Someone writes the migration, commits it, it passes the build and unit test stages of the pipeline, then the application as currently running passes all function and integration tests with (and this is important) both the prior and the revised schema. Your commit is tagged as release ready! Not long after, the automation tooling confidently executes the now-tested migration under machine control during the next deploy, everyone goes home happy with your shiny new published_at column, and no-one has directly touched prod.
Two days later the CTO sends everyone a stroppy email about "column bloat that should've been a table", ssh's into the personal instance that they've been keeping alive† since before you had funding and learned to launch servers as immutable black boxes, and whilst trying to prove a point by rolling it back manually, drops all tables by mistake when a cat treads on the keyboard
> Someone writes the migration, commits it, it passes the build and unit test stages of the pipeline, then the application as currently running passes all function and integration tests with (and this is important) both the prior and the revised schema.

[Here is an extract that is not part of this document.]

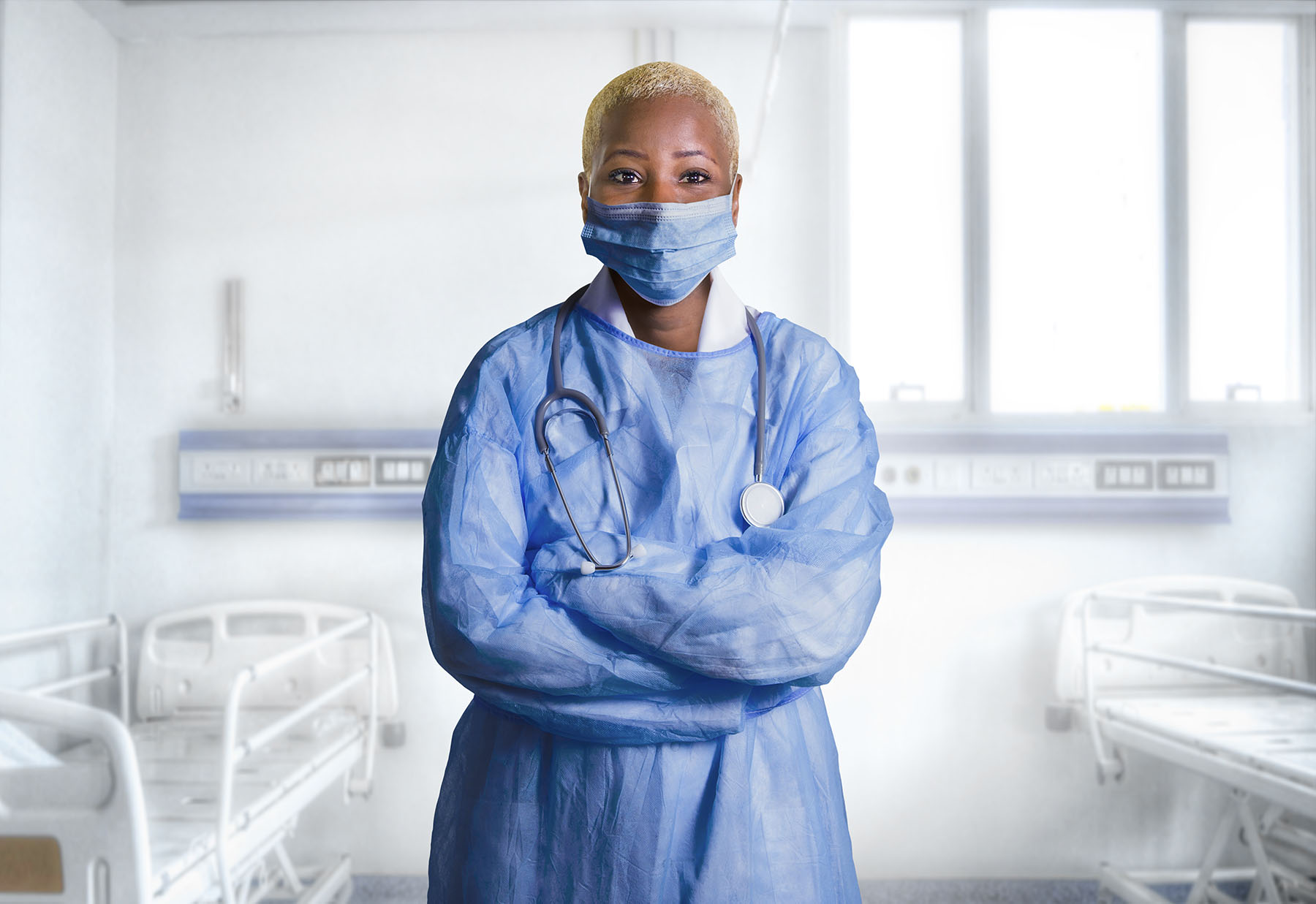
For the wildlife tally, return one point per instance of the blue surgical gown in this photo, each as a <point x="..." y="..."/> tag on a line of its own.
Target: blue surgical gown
<point x="654" y="733"/>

Your commit is tagged as release ready! Not long after, the automation tooling confidently executes the now-tested migration under machine control during the next deploy, everyone goes home happy
What happens if something goes really wrong after the production deploy? Is there a way to skip steps if you need to quickly push an emergency fix?
At our company, we have "an immutable DB", too, but when there's a critical emergency (say, full downtime), we can apply fixes manually. In that case, we run the tests after applying the fix.
I think I‘ve been walking this path for twenty years now.